• doğru zamanı gösteren bozuk bir saat. burial'ın kafamdaki tanımı bu. 2000'lerin ilk destesi için en şaibeli albümler olmuştur herhalde "burial" ve "untrue". saygı değer birçok listede yıllarının ya en iyi albümü seçildi ya da en iyi 10 albümü arasında gösterildiler. deli saçması bir olay. hayır bu "müzik" ise, listedeki diğer şeyler nedir?

    hayatımda dinlediğim en ironik albümdür herhalde "untrue". "burial" albümünden daha iyi olduğu gibi, ezber de bozan bir albüm; kimse bunun aksini iddia edemez. ezber bozan bir albüm ama tamamı, bütün şarkılar aynı ritim, aynı temel üzerine kurulu. hepsinde aynı burial patentli fikir. diğer dub tayfasından çok farklı. albümü ilk dinlemeye başladığım zaman, "du bakalım nereye varacak..." düşüncesinin önüne geçememiştim. ki yolun sonunda vardığı bir yer olmadığını gördüm. o müzikal deha örneği eşsiz ritim algoritmasından ibaret bir müzik. müzik? işte, müzik gibi diyelim. sesli bişiler. değişik bir takım efektler.

    bu müziğin asıl sahibi, kalıbımı basarım ki tren ve rayların ihtiraslı aşkıdır. klik klik klak; thom yorke'un "and it rained all night"ının remiksini burial'ın yapmış olması tesadüf değil. burial, büyük bir haksızlık. albümdeki diğer remiksleri harcamaya hakkı yok. gerçekten de yaptığı şey bunu hak etmiyor. christian vogel'ı, modeselektor'ı silecek adam mı? mümkün değil. ama dinle remikslerin tamamını, adamların kemiklerini tükürmüş. albümde 7 numara olan şarkının remiks albümünde kafa parça olmasının tek sebebi burial'ın diğerlerini ezmesinin somutlaşmasıdır.

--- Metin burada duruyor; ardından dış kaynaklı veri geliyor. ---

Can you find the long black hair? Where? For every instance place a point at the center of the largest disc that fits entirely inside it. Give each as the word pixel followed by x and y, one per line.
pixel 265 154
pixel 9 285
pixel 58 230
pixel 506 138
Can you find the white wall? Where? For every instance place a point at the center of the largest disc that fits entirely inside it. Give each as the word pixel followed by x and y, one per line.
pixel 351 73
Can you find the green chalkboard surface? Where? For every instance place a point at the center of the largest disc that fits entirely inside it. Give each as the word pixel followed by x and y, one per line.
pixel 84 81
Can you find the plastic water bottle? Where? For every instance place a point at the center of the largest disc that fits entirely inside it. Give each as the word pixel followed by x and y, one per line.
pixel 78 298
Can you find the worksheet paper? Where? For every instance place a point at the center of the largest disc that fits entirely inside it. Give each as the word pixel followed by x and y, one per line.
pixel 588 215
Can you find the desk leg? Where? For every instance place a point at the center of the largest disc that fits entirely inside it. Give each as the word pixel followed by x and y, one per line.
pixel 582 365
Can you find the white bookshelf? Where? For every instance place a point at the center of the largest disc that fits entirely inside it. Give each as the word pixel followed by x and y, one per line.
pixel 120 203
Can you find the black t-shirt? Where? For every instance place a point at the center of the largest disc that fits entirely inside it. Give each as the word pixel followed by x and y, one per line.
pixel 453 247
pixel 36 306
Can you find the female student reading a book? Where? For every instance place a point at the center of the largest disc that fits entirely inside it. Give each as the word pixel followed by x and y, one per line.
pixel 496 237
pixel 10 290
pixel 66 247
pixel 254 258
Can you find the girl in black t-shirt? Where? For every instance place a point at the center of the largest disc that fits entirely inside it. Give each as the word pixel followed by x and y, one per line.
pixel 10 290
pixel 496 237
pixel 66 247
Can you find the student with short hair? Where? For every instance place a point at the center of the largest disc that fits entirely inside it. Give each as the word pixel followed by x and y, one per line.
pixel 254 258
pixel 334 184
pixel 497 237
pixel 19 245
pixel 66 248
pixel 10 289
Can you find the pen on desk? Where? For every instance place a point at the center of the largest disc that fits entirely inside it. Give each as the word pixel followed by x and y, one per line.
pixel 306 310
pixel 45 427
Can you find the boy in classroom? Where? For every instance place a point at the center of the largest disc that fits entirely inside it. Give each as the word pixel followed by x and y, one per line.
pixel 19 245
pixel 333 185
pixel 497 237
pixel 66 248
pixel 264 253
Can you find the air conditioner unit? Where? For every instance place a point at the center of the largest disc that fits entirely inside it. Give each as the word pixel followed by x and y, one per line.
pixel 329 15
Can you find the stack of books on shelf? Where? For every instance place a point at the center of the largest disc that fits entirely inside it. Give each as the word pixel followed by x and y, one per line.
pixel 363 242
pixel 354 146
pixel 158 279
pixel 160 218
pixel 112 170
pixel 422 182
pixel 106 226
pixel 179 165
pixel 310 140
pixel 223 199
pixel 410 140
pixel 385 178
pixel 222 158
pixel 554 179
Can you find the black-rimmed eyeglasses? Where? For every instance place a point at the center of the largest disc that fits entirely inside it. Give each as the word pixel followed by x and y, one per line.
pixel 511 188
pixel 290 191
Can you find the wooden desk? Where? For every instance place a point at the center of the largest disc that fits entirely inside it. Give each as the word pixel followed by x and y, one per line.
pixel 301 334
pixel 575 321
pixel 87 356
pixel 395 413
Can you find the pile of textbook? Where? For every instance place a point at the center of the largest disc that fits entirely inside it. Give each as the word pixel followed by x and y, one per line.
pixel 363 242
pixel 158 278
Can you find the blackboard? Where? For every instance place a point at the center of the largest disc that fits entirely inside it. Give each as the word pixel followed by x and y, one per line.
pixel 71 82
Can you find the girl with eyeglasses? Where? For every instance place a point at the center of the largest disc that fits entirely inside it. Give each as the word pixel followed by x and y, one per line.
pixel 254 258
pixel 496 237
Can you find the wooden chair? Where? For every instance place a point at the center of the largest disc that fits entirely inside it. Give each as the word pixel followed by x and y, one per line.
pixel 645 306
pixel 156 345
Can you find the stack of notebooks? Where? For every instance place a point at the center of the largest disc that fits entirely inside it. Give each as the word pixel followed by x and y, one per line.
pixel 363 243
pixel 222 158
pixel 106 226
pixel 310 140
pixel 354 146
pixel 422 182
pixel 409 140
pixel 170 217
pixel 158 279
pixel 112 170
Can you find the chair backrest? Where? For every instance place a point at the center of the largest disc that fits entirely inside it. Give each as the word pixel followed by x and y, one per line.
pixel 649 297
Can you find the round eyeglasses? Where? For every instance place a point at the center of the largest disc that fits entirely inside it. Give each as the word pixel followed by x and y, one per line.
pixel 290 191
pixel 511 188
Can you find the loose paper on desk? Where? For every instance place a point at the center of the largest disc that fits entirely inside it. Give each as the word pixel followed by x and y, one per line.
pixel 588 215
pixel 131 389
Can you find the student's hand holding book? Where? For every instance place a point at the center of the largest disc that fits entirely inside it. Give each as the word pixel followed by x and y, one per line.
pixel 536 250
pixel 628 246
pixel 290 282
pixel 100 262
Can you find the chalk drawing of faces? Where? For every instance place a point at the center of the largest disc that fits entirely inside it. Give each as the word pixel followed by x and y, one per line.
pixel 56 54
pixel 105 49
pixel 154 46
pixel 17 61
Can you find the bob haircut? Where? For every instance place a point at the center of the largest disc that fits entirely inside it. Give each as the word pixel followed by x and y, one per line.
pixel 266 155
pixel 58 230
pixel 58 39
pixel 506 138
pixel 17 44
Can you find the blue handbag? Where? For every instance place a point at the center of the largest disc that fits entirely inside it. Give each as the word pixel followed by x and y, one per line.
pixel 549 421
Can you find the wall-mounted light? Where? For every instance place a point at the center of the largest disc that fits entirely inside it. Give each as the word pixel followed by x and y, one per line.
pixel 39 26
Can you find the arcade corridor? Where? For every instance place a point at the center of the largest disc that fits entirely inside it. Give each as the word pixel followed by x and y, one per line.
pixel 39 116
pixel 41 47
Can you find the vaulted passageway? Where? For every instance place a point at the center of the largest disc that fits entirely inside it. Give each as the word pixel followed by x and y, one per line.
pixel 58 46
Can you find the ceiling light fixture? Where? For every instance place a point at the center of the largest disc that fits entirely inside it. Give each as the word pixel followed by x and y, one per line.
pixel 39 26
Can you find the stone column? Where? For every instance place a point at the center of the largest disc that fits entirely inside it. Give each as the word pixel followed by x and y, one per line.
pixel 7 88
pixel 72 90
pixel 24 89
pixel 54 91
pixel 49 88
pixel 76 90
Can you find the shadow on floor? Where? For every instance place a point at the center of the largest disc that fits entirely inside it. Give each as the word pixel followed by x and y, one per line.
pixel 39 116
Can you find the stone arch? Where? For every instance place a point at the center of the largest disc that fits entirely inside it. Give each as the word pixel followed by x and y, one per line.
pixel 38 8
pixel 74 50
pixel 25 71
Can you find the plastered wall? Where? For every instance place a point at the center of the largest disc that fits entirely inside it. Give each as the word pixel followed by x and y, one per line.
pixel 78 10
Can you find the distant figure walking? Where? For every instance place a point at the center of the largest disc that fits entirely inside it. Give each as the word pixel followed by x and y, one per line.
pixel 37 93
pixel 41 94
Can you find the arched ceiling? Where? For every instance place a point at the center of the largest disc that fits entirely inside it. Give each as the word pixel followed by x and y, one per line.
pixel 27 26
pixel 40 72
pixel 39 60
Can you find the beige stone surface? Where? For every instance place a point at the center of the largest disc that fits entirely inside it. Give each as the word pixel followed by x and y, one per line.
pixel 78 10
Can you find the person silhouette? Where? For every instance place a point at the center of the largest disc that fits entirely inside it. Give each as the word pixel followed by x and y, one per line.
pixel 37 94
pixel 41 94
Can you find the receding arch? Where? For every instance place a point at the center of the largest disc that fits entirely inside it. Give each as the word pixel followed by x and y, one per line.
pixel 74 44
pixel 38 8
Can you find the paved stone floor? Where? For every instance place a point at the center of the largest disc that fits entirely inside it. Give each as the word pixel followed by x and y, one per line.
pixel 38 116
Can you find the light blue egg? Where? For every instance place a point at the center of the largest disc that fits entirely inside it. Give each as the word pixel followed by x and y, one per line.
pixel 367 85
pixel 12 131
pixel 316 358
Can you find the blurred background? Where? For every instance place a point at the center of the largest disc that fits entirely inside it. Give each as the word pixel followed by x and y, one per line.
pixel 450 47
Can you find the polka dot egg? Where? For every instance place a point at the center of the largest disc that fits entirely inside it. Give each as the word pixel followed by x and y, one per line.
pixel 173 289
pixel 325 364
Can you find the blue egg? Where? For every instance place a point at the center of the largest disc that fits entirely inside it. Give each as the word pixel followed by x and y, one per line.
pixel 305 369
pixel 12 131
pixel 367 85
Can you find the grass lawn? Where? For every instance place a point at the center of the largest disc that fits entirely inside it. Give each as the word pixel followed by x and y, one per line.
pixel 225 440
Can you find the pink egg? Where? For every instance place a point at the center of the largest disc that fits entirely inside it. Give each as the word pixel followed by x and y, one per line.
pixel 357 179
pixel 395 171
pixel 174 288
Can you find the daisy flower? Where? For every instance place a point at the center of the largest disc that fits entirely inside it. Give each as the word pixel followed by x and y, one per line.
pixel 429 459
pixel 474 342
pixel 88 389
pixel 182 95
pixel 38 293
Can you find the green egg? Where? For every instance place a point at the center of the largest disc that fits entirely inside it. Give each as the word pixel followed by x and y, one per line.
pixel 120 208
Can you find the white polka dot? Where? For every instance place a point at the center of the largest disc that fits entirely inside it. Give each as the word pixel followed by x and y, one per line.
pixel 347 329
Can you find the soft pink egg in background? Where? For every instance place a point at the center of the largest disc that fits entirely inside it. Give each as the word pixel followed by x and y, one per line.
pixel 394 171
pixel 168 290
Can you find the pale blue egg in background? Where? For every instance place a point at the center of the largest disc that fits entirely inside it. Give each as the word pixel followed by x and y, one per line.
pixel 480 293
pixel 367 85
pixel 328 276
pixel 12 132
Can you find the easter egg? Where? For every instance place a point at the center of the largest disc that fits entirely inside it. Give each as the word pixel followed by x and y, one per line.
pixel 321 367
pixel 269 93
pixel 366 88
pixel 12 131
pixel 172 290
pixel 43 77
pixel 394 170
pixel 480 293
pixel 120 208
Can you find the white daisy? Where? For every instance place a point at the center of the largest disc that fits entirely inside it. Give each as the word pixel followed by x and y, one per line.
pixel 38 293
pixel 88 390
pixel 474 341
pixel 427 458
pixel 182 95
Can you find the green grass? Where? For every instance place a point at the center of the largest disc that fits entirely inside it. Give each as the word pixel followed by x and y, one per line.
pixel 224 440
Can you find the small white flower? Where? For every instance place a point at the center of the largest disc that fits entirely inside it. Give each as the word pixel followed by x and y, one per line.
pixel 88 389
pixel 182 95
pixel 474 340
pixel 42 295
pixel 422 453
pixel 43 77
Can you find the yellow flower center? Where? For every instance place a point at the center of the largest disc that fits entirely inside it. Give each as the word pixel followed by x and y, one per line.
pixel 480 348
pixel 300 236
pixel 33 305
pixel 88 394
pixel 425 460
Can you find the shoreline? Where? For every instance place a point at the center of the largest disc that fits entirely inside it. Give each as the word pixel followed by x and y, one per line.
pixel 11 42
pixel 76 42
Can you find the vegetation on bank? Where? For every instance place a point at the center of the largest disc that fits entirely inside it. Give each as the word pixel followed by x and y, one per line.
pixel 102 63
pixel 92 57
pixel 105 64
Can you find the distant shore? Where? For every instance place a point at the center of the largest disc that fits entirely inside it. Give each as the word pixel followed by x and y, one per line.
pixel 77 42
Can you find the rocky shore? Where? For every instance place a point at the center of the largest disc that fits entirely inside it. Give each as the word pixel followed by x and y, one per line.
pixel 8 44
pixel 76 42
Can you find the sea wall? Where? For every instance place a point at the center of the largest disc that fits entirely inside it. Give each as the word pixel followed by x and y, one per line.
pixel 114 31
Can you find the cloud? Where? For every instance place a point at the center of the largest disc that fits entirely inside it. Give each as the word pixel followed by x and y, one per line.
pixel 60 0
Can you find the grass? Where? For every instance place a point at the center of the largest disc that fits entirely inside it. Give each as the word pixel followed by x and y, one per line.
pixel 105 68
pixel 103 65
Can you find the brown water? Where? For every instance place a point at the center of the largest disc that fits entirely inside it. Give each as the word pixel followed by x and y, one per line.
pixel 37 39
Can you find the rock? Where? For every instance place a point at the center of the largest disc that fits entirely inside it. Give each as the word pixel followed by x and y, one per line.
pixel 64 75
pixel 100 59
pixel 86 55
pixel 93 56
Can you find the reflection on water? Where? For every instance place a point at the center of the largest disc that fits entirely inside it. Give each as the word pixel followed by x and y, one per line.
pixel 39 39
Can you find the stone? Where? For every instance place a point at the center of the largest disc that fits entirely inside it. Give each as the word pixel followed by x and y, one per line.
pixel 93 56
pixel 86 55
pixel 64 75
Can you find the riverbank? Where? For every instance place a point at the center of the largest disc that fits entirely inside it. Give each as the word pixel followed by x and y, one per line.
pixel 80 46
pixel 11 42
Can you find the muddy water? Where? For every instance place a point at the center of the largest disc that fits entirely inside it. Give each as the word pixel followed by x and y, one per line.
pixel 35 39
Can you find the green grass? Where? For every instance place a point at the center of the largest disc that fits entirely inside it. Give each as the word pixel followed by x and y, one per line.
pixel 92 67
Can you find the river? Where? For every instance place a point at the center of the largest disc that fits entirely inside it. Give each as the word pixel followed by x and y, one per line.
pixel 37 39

    albümü tekrar açtım şu an. 46 saniyelik isimsiz komik intro'suyla açılıyor. ardından "archangel". 5. saniyesinde esir alan beat'i o kadar delirtici ki, başa almak istiyorum parçayı. istiyorum ama, aslında 4 dakika boyunca aynı ritim loop'ta olacağı için buna pek gerek yok sdlfkjslk. ardından çok orijinal bir vokal-melodi beslemesi. hasta güzellikte bass line'lar. kelebek gibi uçup arı gibi sokan beat'ler. kapkaranlık hayali bir ambiyans. parçayı dolduran minik onlarca saçma sapan mükemmel ayrıntı efekti. ve kişide sürekli yükseltilmek istenen bir ses şiddeti ihtiyacı. akabinde "near dark" başlıyor. aynı tren sadece makas değiştirmiş olarak ilerliyor yolunda. bunu söylemeyi hiç mi hiç istemiyorum, kendimi sevgilimi aldatır gibi hissediyorum ama kahretsin ki delicesine güzel.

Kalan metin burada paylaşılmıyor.